Odanın sessizliğinde geçen her saniye hava daha da yoğunlaşıyordu.

"Hangi cehennemdeydin Erwin?"

"Sana yazamadığım için üzgünüm. Açıklamak için zamanım yoktu. Yarın ki brifing sırasında sizi bilgilendirmeyi planlıyordum..." dedi Erwin tüy kalemini bırakırken, sesi alışılmadık şekilde kibardı. "Bakan mevcut tüm birlikleri Somme'ye göndermeyi talep etti. Oluşum ve strateji zaten planlandı ve bir sonraki toplantımızda sunulacak. Birlikleri üç gruba ayırıyoruz, her biri için liderler seçecek-"

"Bir grup çocuğu ölüme gönderiyorsun. Aklını mı kaçırdın? Bir tüfeği nasıl tutacaklarını bile tam bilmiyorlar."

"Duygularının yoluna çıkmasına izin verme Levi. Ne olduklarını hatırla, ne olduğunu hatırla. Biz askeri." Erwin'in sesi sertti, emir verirken kullandığı tondaydı. Uzun zamandır bu tonu Levi üzerinde kullanmamıştı.

"Ne bok dedin?"

"Benimle böyle konuşma." Erwin'in sesi Levi'ın sesinden daha yüksek çıktı. "Arkadaşım olabilirsin ama ben hala senin komutanınım."

Levi sinirle gülümsedi. "Siktir git Erwin. Yetki kartını benim üzerimde kullanma. Sen benim üstüm olduğun için sana gerçekten saygı duyacağımı mı düşünüyorsun?"

Hayır diye düşündü Erwin yine de söylemedi.

"Levi."

"Kararlarına her zaman güvendim...ama bu?" Levi, Erwin'in gözlerinin hizasına gelmek için eğildi. "Bu senin yapacağın bir şey değil. Buraya hakkında hiçbir şey bilmediğin bir orduyla gelip her şeyi gizlice yapıyor ve çocukları savaş alanına top yemi gibi göndermeyi talep ediyorsun..."

Levi'ın kin dolu bakışlarının üzerine düştüğünü hissedince Erwin'in nefesi yavaşladı. O gri gözlerdeki öfke kıvılcımını, bir kez daha görmeyi özlediği o gümüşi parıltısına bakmak istedi. Erwin, karanlık hücresinin içinde o gözleri düşünerek sayısız gece geçirmişti. Bazen acı duyularını uyuşturduğunda ve umutsuzluk aklını bulandırdığında düşünebildiği tek şey buydu.

Ama Erwin o gözlere bakmadı. O gri parıltının görüşünü lekelenmesini göze alamazdı.

Levi'ın burnu, Erwin'in sessizliğine kinle buruştu. Bir elini Erwin'in sandalyesinin arkasına koyan Levi, kulağına fısıldamak için eğildi. "Senden utanıyorum."

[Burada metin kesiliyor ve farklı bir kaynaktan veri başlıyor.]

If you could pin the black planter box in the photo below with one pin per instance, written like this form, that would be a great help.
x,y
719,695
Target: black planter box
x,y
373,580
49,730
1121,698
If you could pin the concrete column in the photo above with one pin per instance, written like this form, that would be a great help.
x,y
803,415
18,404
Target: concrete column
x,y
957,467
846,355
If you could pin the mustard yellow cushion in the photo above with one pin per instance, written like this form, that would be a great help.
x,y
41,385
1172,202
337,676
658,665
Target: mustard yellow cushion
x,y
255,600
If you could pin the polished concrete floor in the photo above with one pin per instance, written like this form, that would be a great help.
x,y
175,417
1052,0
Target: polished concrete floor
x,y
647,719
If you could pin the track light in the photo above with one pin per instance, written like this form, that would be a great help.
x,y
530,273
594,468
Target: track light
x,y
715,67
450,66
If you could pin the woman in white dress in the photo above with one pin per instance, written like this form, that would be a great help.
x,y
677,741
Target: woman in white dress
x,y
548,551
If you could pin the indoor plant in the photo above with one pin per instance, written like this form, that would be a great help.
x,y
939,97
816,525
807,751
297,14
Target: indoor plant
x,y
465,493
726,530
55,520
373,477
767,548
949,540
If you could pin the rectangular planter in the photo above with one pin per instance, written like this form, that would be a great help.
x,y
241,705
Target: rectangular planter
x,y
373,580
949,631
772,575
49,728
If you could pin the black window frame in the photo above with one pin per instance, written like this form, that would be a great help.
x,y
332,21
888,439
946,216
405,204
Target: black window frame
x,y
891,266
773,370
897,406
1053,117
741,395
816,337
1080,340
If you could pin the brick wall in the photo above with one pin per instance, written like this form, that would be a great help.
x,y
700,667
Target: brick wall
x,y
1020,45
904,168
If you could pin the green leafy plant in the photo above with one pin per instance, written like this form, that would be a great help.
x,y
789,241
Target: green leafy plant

Erwin'in boynu ona dönmemek için gösterdiği çabadan gerildi. Gözleri hâlâ masaya sabitlenmişti. Levi'ın öfkeli yüzünün sıcaklığını neredeyse yanağına değdiğini hissedebiliyordu. Levi'ın hızlı nefesi kulağına çarpıyordu. Erwin vücudunun titrediğini hissetti ama yine de gözlerini masadan çekmedi.

Ancak bu, aralarındaki gergin ortamı daha da kızıştırdı. Levi'ın pislik dışında tahammül edemediği tek şey görmezden gelinmekti.

Levi'ın damarlarında ateş yanıyordu ama bu sefer acı yoktu.